Era il finale di agosto, la sessione estiva di mercato volgeva al termine e i rossoneri cercavano un centrale capace di adattarsi a una linea a tre e garantire personalità. Akanji sembrava l’uomo giusto: affidabile, fisicamente integro, con anni di esperienza tra Bundesliga e Premier League.
Il corteggiamento del Milan
Come riportato allora, il Milan era pronto a spingersi fino a 15 milioni di euro più bonus per convincere il Manchester City a lasciarlo partire.
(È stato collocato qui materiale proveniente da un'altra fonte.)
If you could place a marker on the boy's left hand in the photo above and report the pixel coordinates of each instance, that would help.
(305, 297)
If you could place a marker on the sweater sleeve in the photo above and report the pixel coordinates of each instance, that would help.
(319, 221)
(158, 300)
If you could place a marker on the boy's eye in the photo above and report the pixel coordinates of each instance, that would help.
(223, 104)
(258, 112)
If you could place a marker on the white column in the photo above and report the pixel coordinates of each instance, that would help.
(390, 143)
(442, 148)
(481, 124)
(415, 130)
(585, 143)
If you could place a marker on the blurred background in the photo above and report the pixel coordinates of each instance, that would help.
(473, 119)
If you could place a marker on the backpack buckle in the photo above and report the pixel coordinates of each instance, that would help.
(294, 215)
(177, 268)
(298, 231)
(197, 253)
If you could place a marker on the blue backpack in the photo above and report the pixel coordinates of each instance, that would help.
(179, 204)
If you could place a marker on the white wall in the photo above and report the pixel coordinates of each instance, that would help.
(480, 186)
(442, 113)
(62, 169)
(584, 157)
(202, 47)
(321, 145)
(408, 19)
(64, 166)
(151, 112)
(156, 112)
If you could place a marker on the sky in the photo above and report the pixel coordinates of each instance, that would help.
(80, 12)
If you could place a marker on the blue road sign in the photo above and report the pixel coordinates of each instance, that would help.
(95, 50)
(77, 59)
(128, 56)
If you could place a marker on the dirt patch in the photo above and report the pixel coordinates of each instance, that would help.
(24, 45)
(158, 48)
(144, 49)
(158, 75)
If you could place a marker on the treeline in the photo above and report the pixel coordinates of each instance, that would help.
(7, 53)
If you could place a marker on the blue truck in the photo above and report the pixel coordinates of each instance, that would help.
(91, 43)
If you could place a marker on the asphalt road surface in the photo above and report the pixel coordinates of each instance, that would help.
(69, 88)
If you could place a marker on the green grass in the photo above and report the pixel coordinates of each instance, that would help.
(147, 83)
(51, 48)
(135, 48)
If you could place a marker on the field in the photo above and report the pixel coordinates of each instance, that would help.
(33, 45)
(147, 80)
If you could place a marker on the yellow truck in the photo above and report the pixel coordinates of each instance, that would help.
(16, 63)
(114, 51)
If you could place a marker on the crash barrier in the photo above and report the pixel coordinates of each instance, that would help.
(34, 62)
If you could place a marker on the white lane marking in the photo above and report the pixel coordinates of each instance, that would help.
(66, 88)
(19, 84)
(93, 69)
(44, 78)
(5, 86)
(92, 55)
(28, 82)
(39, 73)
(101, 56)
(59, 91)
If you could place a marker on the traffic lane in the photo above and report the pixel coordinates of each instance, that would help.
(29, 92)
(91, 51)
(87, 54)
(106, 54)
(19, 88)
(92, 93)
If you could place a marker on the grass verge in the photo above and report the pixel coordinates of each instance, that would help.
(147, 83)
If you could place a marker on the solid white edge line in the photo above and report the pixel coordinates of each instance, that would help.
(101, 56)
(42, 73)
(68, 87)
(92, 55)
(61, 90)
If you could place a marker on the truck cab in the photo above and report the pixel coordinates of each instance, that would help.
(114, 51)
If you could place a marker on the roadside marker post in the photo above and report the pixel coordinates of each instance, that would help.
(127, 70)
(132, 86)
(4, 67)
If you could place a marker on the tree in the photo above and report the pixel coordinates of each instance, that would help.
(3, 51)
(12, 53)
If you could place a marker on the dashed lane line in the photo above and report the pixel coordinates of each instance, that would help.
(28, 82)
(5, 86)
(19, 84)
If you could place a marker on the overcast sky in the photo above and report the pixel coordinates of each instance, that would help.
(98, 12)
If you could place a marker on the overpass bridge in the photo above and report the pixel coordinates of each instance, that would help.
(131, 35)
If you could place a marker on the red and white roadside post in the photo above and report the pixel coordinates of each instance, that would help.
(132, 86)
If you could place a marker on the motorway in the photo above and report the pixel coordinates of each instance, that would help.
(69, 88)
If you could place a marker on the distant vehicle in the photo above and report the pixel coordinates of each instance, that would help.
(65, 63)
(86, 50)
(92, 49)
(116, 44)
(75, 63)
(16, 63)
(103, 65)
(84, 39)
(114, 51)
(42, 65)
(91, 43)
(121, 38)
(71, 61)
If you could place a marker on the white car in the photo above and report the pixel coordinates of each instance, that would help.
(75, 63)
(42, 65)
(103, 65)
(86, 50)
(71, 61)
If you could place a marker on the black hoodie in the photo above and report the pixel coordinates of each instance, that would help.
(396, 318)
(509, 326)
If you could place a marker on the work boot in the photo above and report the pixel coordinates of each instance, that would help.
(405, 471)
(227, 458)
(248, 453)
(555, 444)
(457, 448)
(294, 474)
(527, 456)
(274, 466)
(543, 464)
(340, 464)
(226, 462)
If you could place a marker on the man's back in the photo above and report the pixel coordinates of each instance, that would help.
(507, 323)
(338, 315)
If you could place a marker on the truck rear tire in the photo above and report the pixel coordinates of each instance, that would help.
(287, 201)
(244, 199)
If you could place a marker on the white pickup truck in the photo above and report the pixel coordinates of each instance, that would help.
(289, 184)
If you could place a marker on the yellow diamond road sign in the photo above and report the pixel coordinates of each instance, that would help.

Un investimento importante, sostenuto dalla volontà del direttore sportivo Igli Tare, che non nascose l’interesse: “Abbiamo provato a prendere un giocatore d’esperienza come Akanji, sarebbe perfetto per il Milan, ma la trattativa è difficile.”
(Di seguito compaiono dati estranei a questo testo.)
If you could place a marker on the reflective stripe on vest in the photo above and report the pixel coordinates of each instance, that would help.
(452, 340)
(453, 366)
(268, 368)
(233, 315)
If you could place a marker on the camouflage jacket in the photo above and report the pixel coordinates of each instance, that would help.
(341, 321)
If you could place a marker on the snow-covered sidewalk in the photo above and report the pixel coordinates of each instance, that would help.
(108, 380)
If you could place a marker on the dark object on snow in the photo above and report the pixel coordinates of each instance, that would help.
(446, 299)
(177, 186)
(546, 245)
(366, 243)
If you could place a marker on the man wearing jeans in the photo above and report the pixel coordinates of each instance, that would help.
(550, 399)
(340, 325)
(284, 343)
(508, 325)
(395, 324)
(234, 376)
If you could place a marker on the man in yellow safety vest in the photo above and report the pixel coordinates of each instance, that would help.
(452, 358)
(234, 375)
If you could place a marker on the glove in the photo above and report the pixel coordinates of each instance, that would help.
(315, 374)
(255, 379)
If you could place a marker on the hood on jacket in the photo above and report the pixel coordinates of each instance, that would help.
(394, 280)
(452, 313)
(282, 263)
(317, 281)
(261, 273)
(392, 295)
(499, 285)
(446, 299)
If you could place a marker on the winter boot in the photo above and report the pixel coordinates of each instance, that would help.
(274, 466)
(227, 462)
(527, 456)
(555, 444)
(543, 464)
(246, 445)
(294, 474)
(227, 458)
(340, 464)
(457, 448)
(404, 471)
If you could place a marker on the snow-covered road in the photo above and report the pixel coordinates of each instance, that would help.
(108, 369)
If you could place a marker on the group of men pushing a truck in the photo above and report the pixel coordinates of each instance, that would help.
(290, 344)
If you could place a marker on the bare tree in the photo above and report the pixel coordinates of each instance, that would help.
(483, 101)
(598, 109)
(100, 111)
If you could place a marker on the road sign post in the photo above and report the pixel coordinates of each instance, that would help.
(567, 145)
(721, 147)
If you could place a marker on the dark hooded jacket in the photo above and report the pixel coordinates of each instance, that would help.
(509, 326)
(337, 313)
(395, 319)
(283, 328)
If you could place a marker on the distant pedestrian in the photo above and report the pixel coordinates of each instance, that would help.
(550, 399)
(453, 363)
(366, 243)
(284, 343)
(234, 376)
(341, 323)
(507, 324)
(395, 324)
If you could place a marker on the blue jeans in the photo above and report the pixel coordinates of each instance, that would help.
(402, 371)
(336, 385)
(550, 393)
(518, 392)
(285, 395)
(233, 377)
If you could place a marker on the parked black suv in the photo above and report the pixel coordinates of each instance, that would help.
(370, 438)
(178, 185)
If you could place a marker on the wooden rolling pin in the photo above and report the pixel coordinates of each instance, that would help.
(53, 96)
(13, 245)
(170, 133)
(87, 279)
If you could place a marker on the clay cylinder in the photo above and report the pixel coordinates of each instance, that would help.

E in effetti lo era. Il club inglese era disposto a trattare, ma il nodo era un altro: l’ingaggio del giocatore, circa 5,5 milioni di euro netti a stagione, e la sua volontà di restare in Champions League, condizione che il Milan, in quel momento, non poteva garantirgli. Due ostacoli insormontabili, che in pochi giorni fecero naufragare ogni tentativo.
L’irruzione dell’Inter

Mentre il Milan si defilava, l’Inter si muoveva in silenzio. Nelle ultime ore di mercato, i nerazzurri chiusero una doppia operazione strategica: vendita di Pavard al Marsiglia e arrivo di Akanji in prestito oneroso da 1 milione di euro, con diritto di riscatto fissato a 15 milioni, destinato a diventare obbligo in caso di Scudetto.
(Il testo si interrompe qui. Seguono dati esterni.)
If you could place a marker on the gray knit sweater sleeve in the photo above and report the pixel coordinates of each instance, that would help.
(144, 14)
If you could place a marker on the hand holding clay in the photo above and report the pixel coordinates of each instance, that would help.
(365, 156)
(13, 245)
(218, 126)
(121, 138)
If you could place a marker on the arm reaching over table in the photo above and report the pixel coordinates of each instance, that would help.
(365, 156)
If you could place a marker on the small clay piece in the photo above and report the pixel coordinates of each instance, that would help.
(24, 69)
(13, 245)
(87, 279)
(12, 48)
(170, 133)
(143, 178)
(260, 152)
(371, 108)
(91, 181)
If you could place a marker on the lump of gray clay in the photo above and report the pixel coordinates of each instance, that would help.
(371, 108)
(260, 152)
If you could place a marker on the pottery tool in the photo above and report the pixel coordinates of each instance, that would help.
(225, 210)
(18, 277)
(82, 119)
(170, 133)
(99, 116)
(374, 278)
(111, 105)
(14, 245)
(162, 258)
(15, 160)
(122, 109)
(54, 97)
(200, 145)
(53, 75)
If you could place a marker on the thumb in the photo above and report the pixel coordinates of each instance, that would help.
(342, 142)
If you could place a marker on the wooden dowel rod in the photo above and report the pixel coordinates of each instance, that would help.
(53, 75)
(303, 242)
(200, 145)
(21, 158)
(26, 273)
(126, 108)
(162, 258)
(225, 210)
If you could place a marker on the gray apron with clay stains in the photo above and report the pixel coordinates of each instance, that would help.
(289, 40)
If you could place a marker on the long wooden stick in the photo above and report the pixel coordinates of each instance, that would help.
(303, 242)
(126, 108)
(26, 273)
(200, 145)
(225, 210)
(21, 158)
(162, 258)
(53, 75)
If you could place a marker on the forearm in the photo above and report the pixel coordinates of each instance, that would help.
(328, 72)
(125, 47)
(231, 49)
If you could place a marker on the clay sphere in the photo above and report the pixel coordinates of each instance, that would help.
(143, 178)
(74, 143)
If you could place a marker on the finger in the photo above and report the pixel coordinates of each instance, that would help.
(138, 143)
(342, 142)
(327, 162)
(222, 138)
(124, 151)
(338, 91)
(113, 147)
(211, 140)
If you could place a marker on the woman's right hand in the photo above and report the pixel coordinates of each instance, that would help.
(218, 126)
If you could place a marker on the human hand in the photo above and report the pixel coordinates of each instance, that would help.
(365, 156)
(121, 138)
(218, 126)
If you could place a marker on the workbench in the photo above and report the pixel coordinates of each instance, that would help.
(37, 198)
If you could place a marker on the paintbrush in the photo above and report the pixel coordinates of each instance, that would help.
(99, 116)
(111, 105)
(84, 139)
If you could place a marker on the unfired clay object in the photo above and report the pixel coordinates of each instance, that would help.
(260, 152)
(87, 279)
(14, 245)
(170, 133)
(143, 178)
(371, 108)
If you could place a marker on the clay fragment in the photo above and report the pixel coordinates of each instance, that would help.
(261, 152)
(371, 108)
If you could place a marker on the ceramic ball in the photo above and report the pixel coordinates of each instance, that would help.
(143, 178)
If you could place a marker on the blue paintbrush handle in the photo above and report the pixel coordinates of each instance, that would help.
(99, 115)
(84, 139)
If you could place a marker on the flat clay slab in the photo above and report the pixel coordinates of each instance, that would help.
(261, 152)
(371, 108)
Una formula intelligente, costruita su misura per le esigenze di bilancio del club e sulla volontà del giocatore, che aveva espresso chiara preferenza per l’Inter. La società nerazzurra, del resto, gli garantiva il palcoscenico della Champions e un posto da protagonista in un progetto tecnico ambizioso.
L’impatto in nerazzurro
Dal giorno del suo arrivo a Milano, il 1° settembre, Akanji non ha mai deluso. Ha debuttato da titolare nel Derby d’Italia contro la Juventus, partita amara per il risultato ma significativa per il suo impatto immediato. Da quel momento, Chivu non ha più rinunciato a lui: nove presenze in Serie A per un totale di 810 minuti, tutte da titolare, e un rendimento costante che lo ha reso uno dei leader tecnici della retroguardia interista.
In Champions League, invece, è stato gestito con intelligenza, alternando titolarità e riposi. Ma ogni volta che è sceso in campo, ha confermato solidità e personalità, due doti che gli hanno permesso di cancellare in fretta il ricordo di Pavard.
Un pilastro per Chivu e per il derby
Akanji ha portato all’Inter quello che cercava da tempo: equilibrio, lucidità e carisma. È diventato una colonna silenziosa, il tipo di difensore che non fa rumore ma tiene insieme il reparto. E ora, alla vigilia del suo primo derby, sa di essere uno dei punti fermi di Chivu, chiamato a guidare una squadra che punta in alto su tutti i fronti.